© 2016 The Texas Lawbook.
By Mark Curriden
(Sept. 15) – Barbara Culver Clack, the first woman to practice law in Midland and the second woman to serve full time on the Texas Supreme Court, died Sunday in Midland. She was 90.
Born in Dallas and a 1951 graduate of the SMU Dedman School of Law, Clack was appointed to the state’s highest court in 1988 by Gov. Bill Clements.
A 1947 Texas Tech graduate, Clack became a lawyer only because she was paid to read all the law books to her blind husband. She decided if she had to read all those laws, she should get her law degree, too.
“Small of stature, she was a towering figure in the judiciary, to the legal profession and for the West Texas community she loved and who loved her,” Chief Justice Nathan L. Hecht said. “She was a mentor to many, an inspiration to all and a dear friend.”
Below is the tribute that Osler McCarthy, staff attorney for public information with the Texas Supreme Court, sent out today.
Texas Supreme Court Advisory
Last year Justice Eva M. Guzman, paying tribute to her in Midland, called her a pioneer in the law and a judicial trailblazer.
Then-District Judge Barbara Culver was Gov. Bill Clements’s pick for a vacancy on the Court in January 1988. She ran for election to keep her seat that November, but lost to Jack Hightower, and left the Court after 10 months to return home to Midland and to retirement.
Her appointment to the Court followed Clements’s appointment in 1982 of Judge Ruby Kless Sondock of Houston as the first woman to serve on the Court full time. Sondock, who did not seek election, left the Court at the end of 1983.
“I was the first Republican woman,” Culver Clack said. “It sort of showed Republicans had arrived by then.”
At 5 feet tall, her diminutive stature belied a larger-than-life and ferocious commitment, first to working almost singularly to change Midland County politics in the early 1960s and then to juvenile justice. In her 15 years as constitutional county judge she served as de facto juvenile court judge for Midland County, then spent 10 years as judge of the 318th Family District Court. Two years ago she proudly drove past Midland County’s Barbara Culver Juvenile Justice Center. “I represented the kids,” she said. “If the staff and I could keep even one from going to the penitentiary, then that was worth it.”
Regional Presiding Judge Dean Rucker of Midland, who succeeded Culver Clack as district judge when Clements appointed her to the Supreme Court, called her endowed with grace, charm, wit and wisdom and, as a judge, fair, forthright, firm and decisive. “She loved the law, especially family law, and she considered it a privilege to serve families and children,” Rucker said.
When voters elected her Midland County judge in 1962, she was the first Republican to hold county office in Midland and the first Republican woman to head a county government in Texas. Because Midland County did not have established county courts at law at the time, she led the county commissioners court, all men and at first all Democrats, and presided over probate, juvenile and misdemeanor legal dockets.
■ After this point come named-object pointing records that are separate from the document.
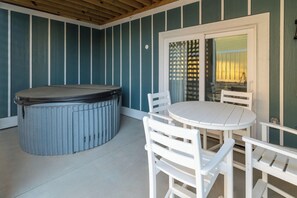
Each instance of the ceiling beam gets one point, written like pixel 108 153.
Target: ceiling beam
pixel 106 6
pixel 157 4
pixel 132 3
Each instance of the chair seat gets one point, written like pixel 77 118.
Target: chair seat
pixel 276 164
pixel 186 175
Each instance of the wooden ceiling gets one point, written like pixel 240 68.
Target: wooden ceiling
pixel 92 11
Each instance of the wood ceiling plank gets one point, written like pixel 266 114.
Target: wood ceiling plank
pixel 155 5
pixel 93 7
pixel 53 6
pixel 106 6
pixel 70 8
pixel 145 2
pixel 83 9
pixel 132 3
pixel 92 11
pixel 119 4
pixel 56 11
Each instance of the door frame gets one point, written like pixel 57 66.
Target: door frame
pixel 257 27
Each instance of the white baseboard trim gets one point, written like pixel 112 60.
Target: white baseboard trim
pixel 133 113
pixel 8 122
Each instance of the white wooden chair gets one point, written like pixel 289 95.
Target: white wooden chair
pixel 243 99
pixel 276 160
pixel 158 106
pixel 185 161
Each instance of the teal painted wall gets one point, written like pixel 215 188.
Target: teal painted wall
pixel 174 19
pixel 85 55
pixel 146 61
pixel 290 71
pixel 102 57
pixel 235 8
pixel 211 11
pixel 135 64
pixel 19 55
pixel 71 54
pixel 191 14
pixel 109 57
pixel 50 41
pixel 39 51
pixel 125 65
pixel 57 52
pixel 96 56
pixel 116 52
pixel 3 63
pixel 158 26
pixel 262 6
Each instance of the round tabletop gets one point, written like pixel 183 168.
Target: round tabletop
pixel 212 115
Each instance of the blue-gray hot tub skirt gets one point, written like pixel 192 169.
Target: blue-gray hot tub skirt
pixel 67 127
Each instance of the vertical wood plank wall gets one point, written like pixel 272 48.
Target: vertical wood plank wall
pixel 119 56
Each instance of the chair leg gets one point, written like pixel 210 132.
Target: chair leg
pixel 152 182
pixel 171 182
pixel 228 177
pixel 204 132
pixel 265 179
pixel 248 171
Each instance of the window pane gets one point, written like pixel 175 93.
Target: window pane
pixel 184 70
pixel 225 65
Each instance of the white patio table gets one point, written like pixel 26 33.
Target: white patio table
pixel 213 115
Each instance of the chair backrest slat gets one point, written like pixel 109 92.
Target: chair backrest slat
pixel 243 99
pixel 179 145
pixel 159 102
pixel 182 146
pixel 173 156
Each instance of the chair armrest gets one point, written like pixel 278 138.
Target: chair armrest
pixel 282 128
pixel 276 148
pixel 219 156
pixel 161 116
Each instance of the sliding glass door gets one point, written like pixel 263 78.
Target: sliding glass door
pixel 201 65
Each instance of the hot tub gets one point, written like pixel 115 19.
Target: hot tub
pixel 65 119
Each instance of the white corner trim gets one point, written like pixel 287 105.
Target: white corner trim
pixel 249 7
pixel 281 62
pixel 78 55
pixel 91 55
pixel 65 53
pixel 49 52
pixel 30 52
pixel 222 10
pixel 133 113
pixel 9 64
pixel 8 122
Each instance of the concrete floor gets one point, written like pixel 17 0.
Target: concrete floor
pixel 117 169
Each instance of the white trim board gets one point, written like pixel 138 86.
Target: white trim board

As Midland County judge, she helped found the Permian Basin Regional Planning Commission, served as its chair in 1974 and served as president of the National Association of Regional Councils in 1976.
Barbara Green Culver Clack was born in Dallas and graduated from Texas Tech University in 1947. She and her first husband, John Culver, practiced law together in Midland for 10 years after their graduation from the Southern Methodist University Law School in 1951. John Culver, a World War II veteran, lost his eyesight in the war but was determined to study law. She was paid at first to read for him in law school, but decided if she were going to read all that law she should get a law degree, too.
They were married in November 1951. John Culver died in 1981.
By her reckoning she was the first woman to practice law full time in Midland.
Among her professional honors she was the first recipient, in 1984, of the Judge Sam Emison Memorial Award by the Texas Academy of Family Law Specialists, was a member of the state commission to rewrite the Texas Constitution in 1975-76 and served on the Family Code Project to codify marriage, divorce, custody, child-support and juvenile laws in Texas.
She was honored by Texas Tech and by SMU as a distinguished alumnus.
In November 1988 she married retired Judge James H. Clack of Andrews. Judge Rucker presided over the ceremony.
Judge Clack died in 2014. Also preceding her in death were her sons, Lawrence Lanier Culver and John Bryson Culver. She is survived by her grandchildren and great-grandchildren, who brought her great joy, as well as her many friends. “She counted scores of people among her friends,” Rucker said. “And if she had any adversaries, they were not known.
“In her 90 years on this planet, Barbara made a profound difference in the lives of many. She was all goodness and light.”